About a half an hour later, Jazz stood in front of me. I looked up at her and she grinned.

“Show me your room,” she said with a smile. “I wanna see this wall of eyeballs.”

We hung out all night. We ate together. We talked together. She looked at old family photos. She listened to the music I played. Every now and then, Less would stomp to the room we were in and glare at me.

“I’m going to listen to Warrant now and go through my journals,” she snapped at Jazz. “You want to come?”

“I’ll be there in a minute,” Jazz said.

But there was no minute. Jazz had beat Less. She had used her to get time with me in my home. The longer me and Jazz hung out, the more infuriated Less got. Finally, she slammed her door, opened it again, and slammed it again. She did that four times.

I called X while Jazz picked out a movie. Told him to ride his bike to my house. He got there fast, and I handed him Stranger’s ID.

“Burn this for me,” I said.

His eyes lit up. “Done,” he said and disappeared into the night.

We watched Young Guns, Jazz sitting beside me. Her cheek on my shoulder. Her hand in mine. Less screamed in rage a few times but that was miles away. I would pay dearly for it, but I didn’t care. We were back. I had Jazz in my arms again.

In the morning, I woke to Jazz shoving me awake. I opened my eyes and she stood next to my bunkbed. She was staring at my body as I lay in my underwear. She smiled up at me and looked at my body again.

“You’ve got hair on your chest,” she said. “I don’t hate it.”

My mother walked in and I pulled the blankets over my body.

“What are you doing in here, young lady?” Rose snapped.

“Just saying goodbye,” Jazz said.

My mother didn’t scare her either.

“It’s not appropriate for a young girl to be in his room at all, let alone when he is—”

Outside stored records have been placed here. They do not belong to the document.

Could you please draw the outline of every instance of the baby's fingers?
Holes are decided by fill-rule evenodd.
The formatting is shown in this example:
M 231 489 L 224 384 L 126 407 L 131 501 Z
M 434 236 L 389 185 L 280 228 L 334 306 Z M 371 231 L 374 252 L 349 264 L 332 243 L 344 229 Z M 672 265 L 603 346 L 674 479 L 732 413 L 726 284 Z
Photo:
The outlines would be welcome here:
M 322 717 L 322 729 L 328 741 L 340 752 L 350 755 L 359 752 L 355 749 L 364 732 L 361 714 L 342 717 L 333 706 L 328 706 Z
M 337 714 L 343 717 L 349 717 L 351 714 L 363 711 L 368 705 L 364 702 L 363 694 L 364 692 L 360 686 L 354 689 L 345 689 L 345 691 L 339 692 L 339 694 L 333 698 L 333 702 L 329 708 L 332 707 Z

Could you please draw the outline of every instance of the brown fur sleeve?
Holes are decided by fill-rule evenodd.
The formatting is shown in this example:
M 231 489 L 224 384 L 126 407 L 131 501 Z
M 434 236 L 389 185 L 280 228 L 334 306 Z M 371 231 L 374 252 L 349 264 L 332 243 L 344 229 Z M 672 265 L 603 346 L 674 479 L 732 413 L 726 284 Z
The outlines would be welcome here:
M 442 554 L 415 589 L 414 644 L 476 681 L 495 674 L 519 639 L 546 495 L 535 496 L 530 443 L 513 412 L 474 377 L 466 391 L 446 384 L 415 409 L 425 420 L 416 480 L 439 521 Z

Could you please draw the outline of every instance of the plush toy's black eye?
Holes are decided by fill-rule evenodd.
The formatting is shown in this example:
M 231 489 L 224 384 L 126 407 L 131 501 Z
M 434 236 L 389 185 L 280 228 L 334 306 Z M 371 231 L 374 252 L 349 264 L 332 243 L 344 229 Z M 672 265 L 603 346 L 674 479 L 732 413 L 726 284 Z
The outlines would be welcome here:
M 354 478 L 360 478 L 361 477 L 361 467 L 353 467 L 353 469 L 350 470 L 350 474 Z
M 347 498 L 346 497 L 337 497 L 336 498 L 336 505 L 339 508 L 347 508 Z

“Gotta go. My mom is here.” Jazz slipped past my mother and was gone.

“She is a tramp. I don’t like her at all.” I looked at my mom, who stared at me with rage on her face. “You are not allowed to have your girlfriend spend the night!” Her face was so curled in wrath that she looked about to break into pieces. She yelled more.

But all I heard was the word girlfriend.